三瓶山の地形と地層

三瓶山の地形と地層

資試料データベース(isoイメージファイル)

2010三瓶火山/松井資試料データベース(415MB)
2014三瓶火山/松井・福岡資試料データベース(510MB)

三瓶火山の活動史概要

三瓶小豆原埋没林は、三瓶山の北麓、大田市三瓶町多根小豆原(あずきはら)地区にあります。 火山噴火によって埋もれた4000年前の森で、当時のままの姿で地中に林立しています。
太古の森の姿をそのまま残す埋没林として世界的にも貴重で、国の天然記念物に指定されています。

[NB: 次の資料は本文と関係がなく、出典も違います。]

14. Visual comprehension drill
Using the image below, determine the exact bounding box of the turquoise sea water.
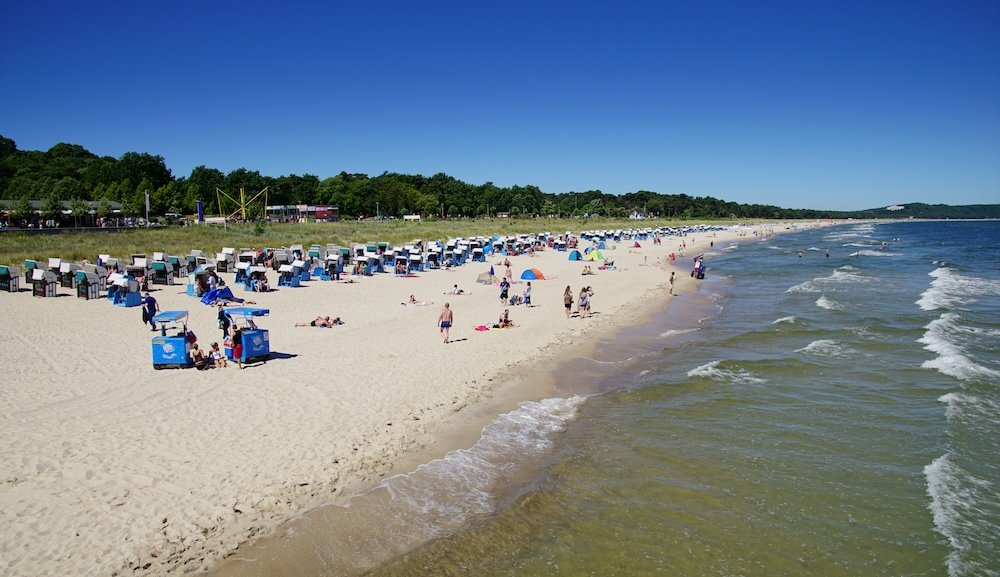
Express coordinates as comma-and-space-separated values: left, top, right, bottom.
218, 221, 1000, 577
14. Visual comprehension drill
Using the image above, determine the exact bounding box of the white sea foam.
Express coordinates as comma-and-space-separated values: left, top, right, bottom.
916, 267, 1000, 311
918, 314, 1000, 382
824, 224, 877, 242
382, 396, 585, 521
687, 360, 765, 384
787, 268, 869, 294
772, 316, 796, 325
795, 339, 853, 357
924, 454, 997, 577
937, 392, 1000, 427
841, 242, 873, 247
849, 250, 899, 257
766, 245, 782, 250
816, 295, 845, 311
659, 328, 700, 338
838, 265, 857, 271
723, 244, 738, 251
807, 247, 823, 251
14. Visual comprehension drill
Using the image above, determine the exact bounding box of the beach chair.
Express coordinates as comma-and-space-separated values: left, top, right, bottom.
85, 263, 107, 289
126, 257, 149, 280
74, 269, 100, 299
31, 268, 58, 297
294, 258, 311, 282
0, 265, 21, 292
245, 266, 268, 292
167, 256, 188, 279
108, 274, 141, 307
58, 262, 81, 288
150, 260, 174, 285
278, 264, 300, 287
216, 248, 236, 272
234, 261, 250, 284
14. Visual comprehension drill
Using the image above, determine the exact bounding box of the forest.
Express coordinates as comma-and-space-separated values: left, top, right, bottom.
2, 135, 996, 223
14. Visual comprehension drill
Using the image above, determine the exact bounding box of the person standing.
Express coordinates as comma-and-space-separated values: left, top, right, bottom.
217, 304, 230, 338
438, 302, 453, 344
142, 292, 159, 331
523, 281, 532, 306
564, 286, 573, 318
499, 278, 510, 305
669, 271, 675, 295
231, 325, 244, 369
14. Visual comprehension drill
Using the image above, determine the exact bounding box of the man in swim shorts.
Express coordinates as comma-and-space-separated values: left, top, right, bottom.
438, 302, 453, 343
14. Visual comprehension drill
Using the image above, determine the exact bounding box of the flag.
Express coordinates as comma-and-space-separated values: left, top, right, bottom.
489, 265, 495, 276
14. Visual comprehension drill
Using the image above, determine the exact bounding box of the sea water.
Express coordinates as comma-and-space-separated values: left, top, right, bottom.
218, 221, 1000, 577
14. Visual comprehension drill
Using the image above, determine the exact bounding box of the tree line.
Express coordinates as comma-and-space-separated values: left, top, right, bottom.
0, 134, 866, 222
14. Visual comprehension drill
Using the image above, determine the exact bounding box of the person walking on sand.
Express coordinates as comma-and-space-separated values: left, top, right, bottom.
564, 286, 573, 318
669, 271, 675, 295
142, 292, 159, 331
438, 302, 454, 343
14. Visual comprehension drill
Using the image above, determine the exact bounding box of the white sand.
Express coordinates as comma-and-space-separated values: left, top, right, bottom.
0, 224, 806, 576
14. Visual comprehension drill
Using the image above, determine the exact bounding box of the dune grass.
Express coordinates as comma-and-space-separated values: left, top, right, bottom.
0, 217, 743, 264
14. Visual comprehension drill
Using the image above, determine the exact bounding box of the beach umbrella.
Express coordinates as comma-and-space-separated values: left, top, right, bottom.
520, 268, 545, 280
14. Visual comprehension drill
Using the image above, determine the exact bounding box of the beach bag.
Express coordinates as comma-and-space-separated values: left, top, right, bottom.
142, 308, 149, 323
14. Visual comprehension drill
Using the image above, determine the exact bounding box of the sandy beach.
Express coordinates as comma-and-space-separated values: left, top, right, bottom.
0, 224, 803, 576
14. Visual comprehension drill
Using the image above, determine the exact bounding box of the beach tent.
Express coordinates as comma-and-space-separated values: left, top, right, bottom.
597, 240, 607, 249
568, 249, 583, 261
633, 241, 642, 248
476, 272, 499, 284
200, 286, 245, 305
520, 268, 545, 280
585, 249, 604, 261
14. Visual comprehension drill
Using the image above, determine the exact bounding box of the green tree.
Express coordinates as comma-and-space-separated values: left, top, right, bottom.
54, 176, 86, 201
10, 196, 33, 225
96, 198, 114, 220
42, 193, 63, 223
186, 165, 225, 214
69, 197, 89, 227
117, 152, 172, 190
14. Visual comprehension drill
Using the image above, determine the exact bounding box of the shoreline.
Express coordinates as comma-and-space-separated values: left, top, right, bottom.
208, 275, 707, 577
0, 222, 825, 577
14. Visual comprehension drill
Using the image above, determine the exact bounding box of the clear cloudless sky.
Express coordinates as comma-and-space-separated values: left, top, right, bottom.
1, 0, 998, 210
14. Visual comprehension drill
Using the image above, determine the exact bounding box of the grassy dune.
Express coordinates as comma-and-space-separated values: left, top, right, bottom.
0, 217, 739, 264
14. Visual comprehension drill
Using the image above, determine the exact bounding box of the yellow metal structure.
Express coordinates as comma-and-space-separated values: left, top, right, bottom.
215, 187, 268, 221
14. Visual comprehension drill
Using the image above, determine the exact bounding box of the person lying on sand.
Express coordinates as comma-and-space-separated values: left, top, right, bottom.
296, 316, 343, 327
402, 294, 432, 306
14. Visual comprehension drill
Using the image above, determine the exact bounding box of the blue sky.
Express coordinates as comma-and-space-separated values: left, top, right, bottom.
2, 1, 997, 210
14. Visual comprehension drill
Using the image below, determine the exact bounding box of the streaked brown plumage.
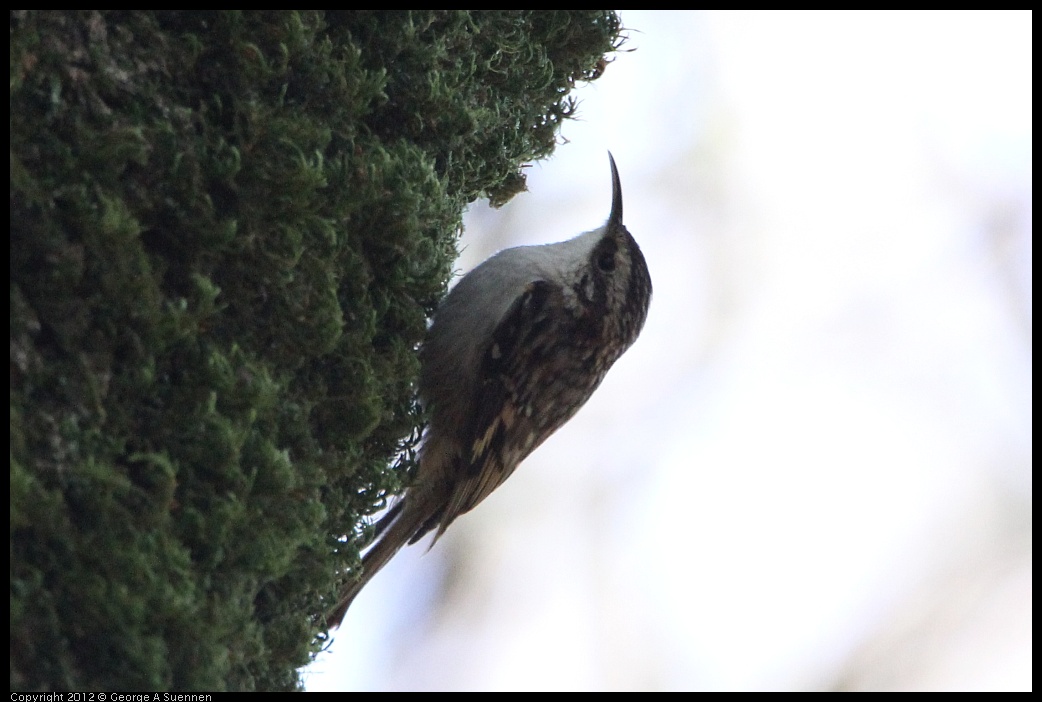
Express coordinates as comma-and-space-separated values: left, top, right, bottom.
329, 154, 651, 626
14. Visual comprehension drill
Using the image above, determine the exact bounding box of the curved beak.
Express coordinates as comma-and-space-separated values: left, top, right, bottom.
608, 152, 623, 229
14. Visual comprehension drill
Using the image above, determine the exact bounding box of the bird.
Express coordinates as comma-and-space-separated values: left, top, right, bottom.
329, 153, 652, 626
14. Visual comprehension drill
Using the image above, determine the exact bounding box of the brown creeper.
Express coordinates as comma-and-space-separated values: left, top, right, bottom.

当館では、発掘した巨大な幹と根株、小枝が残る幹の3本を展示しています。また、現地は三瓶小豆原埋没林公園として地下の展示施設があります。

三瓶円頂丘溶岩群

三瓶山の地形は溶岩円頂丘群とそれを取り巻くカルデラに特徴づけられます。
溶岩円頂丘は粘りけが強い溶岩によって形成される地形で、お椀を伏せたようなこんもりした形状が特徴です。
男三瓶、女三瓶、子三瓶、孫三瓶は、山腹斜面がやや急で山頂がなだらかな地形で、溶岩円頂丘の特徴を良く表しています。

室ノ内火口

いくつかの峰に取り囲まれくぼ地は「室ノ内」と呼ばれ、最後の時期の噴火を起こした火口と考えられています。
尾根に囲まれた範囲の直径は約1kmです。
室ノ内の南側に位置する「太平山」は、この火口から放出された火砕物(火山礫・火山灰)が堆積してできた地形(火山砕屑丘)です。

室ノ内池

室ノ内の底部は緩斜面になっていて、その一番低い部分に室ノ内池があります。
水深は約2mと浅いものの、渇水期にも水位が大幅に低下することはなく、地下水によって涵養されていると思われます。

鳥地獄

室ノ内池の北側に、植生が貧弱で転石が露出している場所があります。
ここは鳥地獄と呼ばれ、岩石の隙間からわずかに二酸化炭素の噴気があります。写真のようなくぼみには二酸化炭素が滞っており、酸欠で死んだ昆虫やは虫類などの遺骸が見つかることがあります。

西の原

三瓶山の代表的な景観が西の原の草原です。
西の原は、男三瓶と子三瓶の間の谷(扇沢)から、大雨の時などに流れ出た土砂が堆積してできた地形です。
谷の出口を頂点に扇形の緩やかな斜面となっていて、三瓶山の代表的な景観となっています。

浮布池

浮布池は、西の原からやや下った位置にあります。
この池は、上方から流れた土砂に谷がせき止められた天然のダム湖です。
7世紀後半に地震によって山腹が崩壊して池が形成されたという伝承があります。

三瓶温泉

三瓶温泉は、孫三瓶と日影山の間の谷に泉源があり、豊富な湧出量を誇る自噴泉です。
湯温は35~38℃で、カルシウム、鉄分、二酸化炭素に富むことが特徴です。
画像は、泉源部分の横穴で、ここで湯を集めて宿や共同湯へ配湯しています。

デイサイト溶岩デイサイト溶岩

三瓶山の峰はデイサイト溶岩で構成されています。
デイサイトは火山岩の一種で、流紋岩と安山岩の中間的な組成です。二酸化ケイ素を多く含み、粘りけが強い溶岩です。
三瓶山では、灰色~青灰色と赤灰色のものがあります。赤灰色のものは熱水等の影響で高温酸化したもので、本質的には同じものです。

火山弾

火山弾は、火口から放出された溶岩の断片です。
上の写真は、放出された火山弾(矢印)が降り積もった火山灰の上に落下した様子が良くわかります。
火山弾が落下した衝撃で地層が曲がっています。
*写真の地点の地層は現在は残っていません。